Enhancing Privacy in Federated Learning through Local Training
This work addresses privacy and efficiency issues in federated learning for distributed computing systems, but it appears incremental as it builds on existing local training methods.
The paper tackles the challenges of expensive communications and privacy preservation in federated learning by proposing Fed-PLT, which uses local training to reduce communication rounds without impacting accuracy, and derives differential privacy bounds dependent on local training epochs.
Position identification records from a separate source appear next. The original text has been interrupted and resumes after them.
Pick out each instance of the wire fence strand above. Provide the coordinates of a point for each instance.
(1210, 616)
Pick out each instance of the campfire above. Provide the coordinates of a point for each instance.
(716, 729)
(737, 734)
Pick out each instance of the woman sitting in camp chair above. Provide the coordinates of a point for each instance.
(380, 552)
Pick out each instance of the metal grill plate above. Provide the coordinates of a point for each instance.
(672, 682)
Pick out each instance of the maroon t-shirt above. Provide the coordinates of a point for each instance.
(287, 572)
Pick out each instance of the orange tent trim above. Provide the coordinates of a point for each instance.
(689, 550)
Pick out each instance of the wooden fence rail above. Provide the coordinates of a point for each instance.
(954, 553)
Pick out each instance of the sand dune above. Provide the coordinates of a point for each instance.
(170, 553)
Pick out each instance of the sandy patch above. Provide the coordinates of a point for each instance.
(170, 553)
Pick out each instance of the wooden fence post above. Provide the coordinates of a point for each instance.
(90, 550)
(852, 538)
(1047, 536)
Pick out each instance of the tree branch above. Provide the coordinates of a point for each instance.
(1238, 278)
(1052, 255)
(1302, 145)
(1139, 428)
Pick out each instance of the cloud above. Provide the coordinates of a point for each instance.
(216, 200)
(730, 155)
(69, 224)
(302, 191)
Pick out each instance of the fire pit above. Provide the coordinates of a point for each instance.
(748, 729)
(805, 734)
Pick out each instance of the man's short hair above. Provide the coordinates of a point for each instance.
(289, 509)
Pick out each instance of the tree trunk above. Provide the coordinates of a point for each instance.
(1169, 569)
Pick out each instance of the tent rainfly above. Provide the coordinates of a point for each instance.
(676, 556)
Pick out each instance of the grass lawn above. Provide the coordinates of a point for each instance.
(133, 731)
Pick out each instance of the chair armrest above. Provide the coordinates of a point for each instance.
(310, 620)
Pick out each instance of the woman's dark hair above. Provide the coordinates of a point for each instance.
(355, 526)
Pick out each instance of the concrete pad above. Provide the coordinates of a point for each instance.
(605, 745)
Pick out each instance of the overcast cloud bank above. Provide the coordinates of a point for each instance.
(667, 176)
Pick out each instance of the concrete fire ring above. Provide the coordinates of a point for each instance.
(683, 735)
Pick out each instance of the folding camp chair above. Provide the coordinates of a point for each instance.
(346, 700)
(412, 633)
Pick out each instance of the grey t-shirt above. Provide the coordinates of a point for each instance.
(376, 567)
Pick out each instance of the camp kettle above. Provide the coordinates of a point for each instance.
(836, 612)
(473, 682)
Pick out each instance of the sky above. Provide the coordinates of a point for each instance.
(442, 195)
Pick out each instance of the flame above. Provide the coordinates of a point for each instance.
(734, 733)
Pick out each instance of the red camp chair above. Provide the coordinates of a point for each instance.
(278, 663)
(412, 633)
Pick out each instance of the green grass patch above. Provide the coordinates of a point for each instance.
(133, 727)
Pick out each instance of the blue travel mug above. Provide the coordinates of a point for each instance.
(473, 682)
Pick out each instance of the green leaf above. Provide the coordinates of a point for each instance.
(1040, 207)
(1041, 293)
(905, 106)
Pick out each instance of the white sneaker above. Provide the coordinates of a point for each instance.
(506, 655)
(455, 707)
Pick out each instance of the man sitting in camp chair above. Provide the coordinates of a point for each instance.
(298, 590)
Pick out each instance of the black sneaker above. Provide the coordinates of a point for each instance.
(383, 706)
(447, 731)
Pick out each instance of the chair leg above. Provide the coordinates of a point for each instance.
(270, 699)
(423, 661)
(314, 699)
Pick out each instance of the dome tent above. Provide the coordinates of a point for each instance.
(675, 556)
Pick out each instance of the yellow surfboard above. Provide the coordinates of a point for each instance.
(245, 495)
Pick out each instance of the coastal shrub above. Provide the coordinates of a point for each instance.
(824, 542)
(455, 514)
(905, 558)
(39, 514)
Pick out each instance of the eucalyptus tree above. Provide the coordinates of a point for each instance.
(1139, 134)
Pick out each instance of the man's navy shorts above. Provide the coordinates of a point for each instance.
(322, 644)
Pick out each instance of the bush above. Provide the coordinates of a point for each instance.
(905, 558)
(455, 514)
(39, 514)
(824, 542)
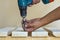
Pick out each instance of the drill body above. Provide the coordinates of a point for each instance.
(23, 8)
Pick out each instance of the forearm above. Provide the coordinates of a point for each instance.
(50, 17)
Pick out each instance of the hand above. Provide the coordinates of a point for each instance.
(35, 2)
(32, 25)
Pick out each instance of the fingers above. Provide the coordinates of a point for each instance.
(34, 2)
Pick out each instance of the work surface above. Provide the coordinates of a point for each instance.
(29, 38)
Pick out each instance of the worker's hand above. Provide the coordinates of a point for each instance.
(35, 2)
(32, 25)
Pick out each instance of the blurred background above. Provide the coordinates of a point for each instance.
(10, 15)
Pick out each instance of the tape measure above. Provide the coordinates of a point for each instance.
(47, 1)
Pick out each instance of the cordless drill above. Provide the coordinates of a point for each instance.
(23, 8)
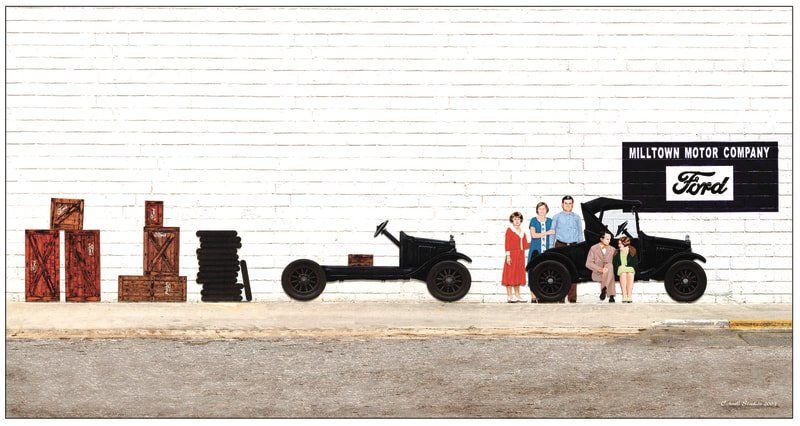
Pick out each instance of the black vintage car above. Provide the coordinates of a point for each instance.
(551, 273)
(432, 261)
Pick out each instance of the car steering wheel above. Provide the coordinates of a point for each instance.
(380, 228)
(622, 228)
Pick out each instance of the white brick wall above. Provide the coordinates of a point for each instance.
(303, 128)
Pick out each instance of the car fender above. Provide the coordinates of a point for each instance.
(558, 257)
(661, 270)
(422, 272)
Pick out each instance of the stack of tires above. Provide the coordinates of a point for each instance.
(219, 267)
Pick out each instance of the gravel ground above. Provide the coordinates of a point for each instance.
(655, 373)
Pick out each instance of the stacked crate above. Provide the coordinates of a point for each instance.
(82, 256)
(161, 281)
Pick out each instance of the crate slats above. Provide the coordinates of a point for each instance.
(161, 250)
(154, 213)
(42, 264)
(82, 265)
(149, 288)
(66, 214)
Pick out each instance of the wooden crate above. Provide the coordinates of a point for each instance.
(82, 266)
(147, 288)
(169, 289)
(66, 214)
(134, 288)
(42, 281)
(154, 213)
(359, 260)
(161, 250)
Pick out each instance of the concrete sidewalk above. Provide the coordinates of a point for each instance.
(243, 320)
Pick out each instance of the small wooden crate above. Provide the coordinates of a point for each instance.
(169, 289)
(42, 264)
(154, 213)
(359, 260)
(147, 288)
(66, 214)
(161, 250)
(82, 265)
(134, 288)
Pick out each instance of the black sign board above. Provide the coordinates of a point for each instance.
(701, 176)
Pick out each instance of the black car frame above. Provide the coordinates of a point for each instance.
(434, 261)
(551, 272)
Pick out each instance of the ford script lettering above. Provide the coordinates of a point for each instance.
(699, 183)
(689, 182)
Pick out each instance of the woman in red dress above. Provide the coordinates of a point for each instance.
(514, 268)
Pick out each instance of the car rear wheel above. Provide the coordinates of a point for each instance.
(449, 281)
(685, 281)
(550, 281)
(303, 280)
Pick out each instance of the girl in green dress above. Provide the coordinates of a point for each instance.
(625, 264)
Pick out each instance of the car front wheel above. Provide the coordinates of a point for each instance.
(685, 281)
(303, 280)
(449, 281)
(550, 281)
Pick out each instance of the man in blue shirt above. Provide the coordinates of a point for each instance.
(569, 231)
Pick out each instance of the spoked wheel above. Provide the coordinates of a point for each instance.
(685, 281)
(303, 280)
(449, 281)
(550, 281)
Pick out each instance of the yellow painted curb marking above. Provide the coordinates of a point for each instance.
(752, 324)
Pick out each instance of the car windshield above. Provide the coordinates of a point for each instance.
(620, 223)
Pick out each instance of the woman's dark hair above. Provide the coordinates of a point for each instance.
(513, 215)
(542, 203)
(627, 243)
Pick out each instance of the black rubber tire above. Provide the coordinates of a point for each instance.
(220, 288)
(210, 264)
(220, 246)
(246, 280)
(303, 280)
(685, 281)
(216, 269)
(209, 293)
(449, 281)
(222, 276)
(550, 281)
(216, 234)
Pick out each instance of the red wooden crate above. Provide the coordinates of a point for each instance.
(154, 213)
(169, 289)
(42, 265)
(82, 265)
(66, 214)
(153, 288)
(161, 250)
(135, 288)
In this paper we propose the federated learning algorithm Fed-PLT to overcome the challenges of (i) expensive communications and (ii) privacy preservation. We address (i) by allowing for both partial participation and local training, which significantly reduce the number of communication rounds between the central coordinator and computing agents. The algorithm matches the state of the art in the sense that the use of local training demonstrably does not impact accuracy. Additionally, agents have the flexibility to choose from various local training solvers, such as (stochastic) gradient descent and accelerated gradient descent. Further, we investigate how employing local training can enhance privacy, addressing point (ii). In particular, we derive differential privacy bounds and highlight their dependence on the number of local training epochs. We assess the effectiveness of the proposed algorithm by comparing it to alternative techniques, considering both theoretical analysis and numerical results from a classification task.